Affaires internationales
24 novembre 1989
L’histoire est ancienne et vraie mais tout rapprochement avec les acteurs de l’époque serait pure spéculation.
A l’occasion de la visite d’un Premier Ministre indien, un protocole d’accord avait été signé entre les gouvernements : la France s’engageait à soutenir une série de projets à travers ses champions industriels d’un secteur. Dès le lendemain, la grande presse annonçait des montants astronomiques de contrats pour notre belle entreprise.
La grande entreprise avait été choisie pour sa proximité avec le gouvernement de l’époque. Elle était tenue de partager le gâteau avec sa consœur qui, manque de chance, penchait politiquement de l’autre côté alors qu’elle était la seule des deux à connaître le marché indien.
J’étais consultant spécialiste de l’Inde, mon partenaire indien qui était proche du Ministre indien en charge, me donna tous les éléments pour proposer nos services à l’industriel français, ce que je fis.
Commença alors une suite sans fin de discussions en France. L’équipe de l’industriel français était persuadée que le protocole signé au plus haut niveau politique lui assurait le contrat.
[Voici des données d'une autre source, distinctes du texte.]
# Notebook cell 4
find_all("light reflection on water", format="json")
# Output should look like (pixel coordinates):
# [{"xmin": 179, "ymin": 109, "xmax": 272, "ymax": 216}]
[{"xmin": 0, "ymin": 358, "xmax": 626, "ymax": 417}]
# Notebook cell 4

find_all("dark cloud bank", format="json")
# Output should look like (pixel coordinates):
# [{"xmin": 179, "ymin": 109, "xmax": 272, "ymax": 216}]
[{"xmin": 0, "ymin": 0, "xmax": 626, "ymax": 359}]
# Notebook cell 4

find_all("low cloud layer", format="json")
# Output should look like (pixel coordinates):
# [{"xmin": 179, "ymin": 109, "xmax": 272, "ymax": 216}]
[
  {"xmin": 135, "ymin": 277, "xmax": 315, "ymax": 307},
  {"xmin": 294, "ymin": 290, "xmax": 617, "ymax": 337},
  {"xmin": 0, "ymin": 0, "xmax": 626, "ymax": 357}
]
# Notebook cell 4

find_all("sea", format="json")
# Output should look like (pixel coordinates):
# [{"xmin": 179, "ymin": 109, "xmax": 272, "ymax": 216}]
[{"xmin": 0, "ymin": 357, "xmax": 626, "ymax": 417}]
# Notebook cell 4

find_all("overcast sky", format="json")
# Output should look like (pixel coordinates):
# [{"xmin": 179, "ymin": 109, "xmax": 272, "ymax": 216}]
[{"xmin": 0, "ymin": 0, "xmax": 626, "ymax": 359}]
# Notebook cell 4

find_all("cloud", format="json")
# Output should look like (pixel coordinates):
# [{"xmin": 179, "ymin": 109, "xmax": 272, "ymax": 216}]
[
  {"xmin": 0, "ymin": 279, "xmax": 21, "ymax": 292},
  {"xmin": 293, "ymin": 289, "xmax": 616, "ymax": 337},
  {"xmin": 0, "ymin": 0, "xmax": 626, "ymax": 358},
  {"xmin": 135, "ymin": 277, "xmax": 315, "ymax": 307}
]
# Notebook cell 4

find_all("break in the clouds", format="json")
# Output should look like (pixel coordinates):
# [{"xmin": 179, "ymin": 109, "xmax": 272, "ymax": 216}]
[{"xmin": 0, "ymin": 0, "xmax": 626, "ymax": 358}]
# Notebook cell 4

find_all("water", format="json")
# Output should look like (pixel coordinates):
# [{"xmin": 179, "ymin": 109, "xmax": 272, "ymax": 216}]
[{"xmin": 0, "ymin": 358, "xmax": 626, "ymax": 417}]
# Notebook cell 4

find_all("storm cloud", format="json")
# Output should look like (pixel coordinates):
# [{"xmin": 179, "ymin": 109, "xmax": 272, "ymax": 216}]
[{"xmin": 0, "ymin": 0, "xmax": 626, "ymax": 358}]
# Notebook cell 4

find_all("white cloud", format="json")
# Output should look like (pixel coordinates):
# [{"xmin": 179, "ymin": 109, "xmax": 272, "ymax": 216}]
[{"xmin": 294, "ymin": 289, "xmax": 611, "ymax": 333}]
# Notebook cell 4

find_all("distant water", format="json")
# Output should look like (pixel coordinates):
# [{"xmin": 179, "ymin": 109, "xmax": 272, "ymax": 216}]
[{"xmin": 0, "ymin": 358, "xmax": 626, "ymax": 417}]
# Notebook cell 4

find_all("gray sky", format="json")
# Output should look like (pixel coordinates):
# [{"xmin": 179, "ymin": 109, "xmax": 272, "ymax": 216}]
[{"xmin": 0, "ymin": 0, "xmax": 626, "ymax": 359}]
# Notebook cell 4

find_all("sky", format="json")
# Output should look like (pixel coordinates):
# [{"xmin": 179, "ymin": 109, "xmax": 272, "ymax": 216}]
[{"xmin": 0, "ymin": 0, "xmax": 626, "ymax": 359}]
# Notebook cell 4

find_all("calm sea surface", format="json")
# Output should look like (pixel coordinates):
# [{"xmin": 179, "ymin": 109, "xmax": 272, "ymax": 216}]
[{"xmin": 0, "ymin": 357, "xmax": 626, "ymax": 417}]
Je me tuais à répéter qu’il ne pouvait y avoir de contrat sans une offre en bonne et due forme répondant à un cahier des charges pour un projet précis. Il s’agissait en plus d’équipements publics qui ne pouvaient que passer par des consultations et mises en concurrence conformes au code des marchés publics indiens.
Les mois passèrent. Chaque fois qu’un ministre d’un pays visitait l’autre, mes interlocuteurs m’annonçaient que, ça y était, le contrat allait être signé.
Et rien ne se passait.
Mon partenaire indien m’organisa une rencontre en privé à Delhi avec le Ministre qui me donna sa vision détaillée du sujet. Il était lui-même critiqué pour l’absence de progrès de ce projet et ne savait plus que faire.
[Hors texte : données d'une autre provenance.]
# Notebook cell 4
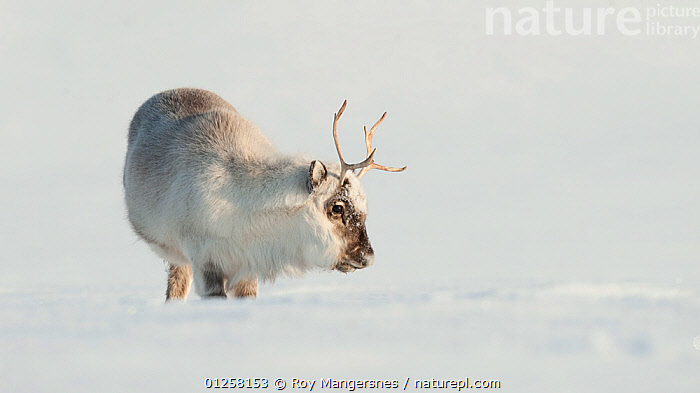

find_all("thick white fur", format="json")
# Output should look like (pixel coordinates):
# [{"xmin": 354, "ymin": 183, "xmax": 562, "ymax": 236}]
[{"xmin": 124, "ymin": 90, "xmax": 367, "ymax": 291}]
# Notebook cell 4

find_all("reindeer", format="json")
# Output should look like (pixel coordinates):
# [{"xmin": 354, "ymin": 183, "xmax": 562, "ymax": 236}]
[{"xmin": 124, "ymin": 88, "xmax": 406, "ymax": 300}]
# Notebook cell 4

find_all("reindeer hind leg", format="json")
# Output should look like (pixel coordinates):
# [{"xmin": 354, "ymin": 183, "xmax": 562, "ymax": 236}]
[{"xmin": 165, "ymin": 263, "xmax": 192, "ymax": 301}]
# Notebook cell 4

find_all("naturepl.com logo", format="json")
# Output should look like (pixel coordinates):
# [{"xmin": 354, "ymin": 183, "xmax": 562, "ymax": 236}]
[{"xmin": 486, "ymin": 0, "xmax": 700, "ymax": 38}]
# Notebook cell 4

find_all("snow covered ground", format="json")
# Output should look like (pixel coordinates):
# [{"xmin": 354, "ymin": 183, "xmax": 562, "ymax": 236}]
[
  {"xmin": 0, "ymin": 277, "xmax": 700, "ymax": 392},
  {"xmin": 0, "ymin": 0, "xmax": 700, "ymax": 393}
]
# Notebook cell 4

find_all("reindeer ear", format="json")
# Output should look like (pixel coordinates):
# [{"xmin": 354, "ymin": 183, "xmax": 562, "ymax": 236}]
[{"xmin": 306, "ymin": 160, "xmax": 328, "ymax": 192}]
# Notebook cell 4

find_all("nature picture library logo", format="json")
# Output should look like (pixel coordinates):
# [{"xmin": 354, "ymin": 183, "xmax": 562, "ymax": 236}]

Je fis part de la teneur de cet entretien à l’équipe française qui ne voulut toujours rien entendre et me sortit un des plus beaux arguments entendus dans ma longue carrière :
« Nous sommes un Enarque, un Polytechnicien, et moi je ne vous dis pas ce que je suis (il était HEC) et nous pensons tous les trois la même chose, donc, c’est vous qui avez tort ».
Colossale Suffisance !
Aucun contrat ne sortit de tout cela.
L’autre partenaire poursuivit de son côté ses projets en Inde, « business as usual », sans se préoccuper de la poule aux œufs d’or qui ne pondit jamais rien.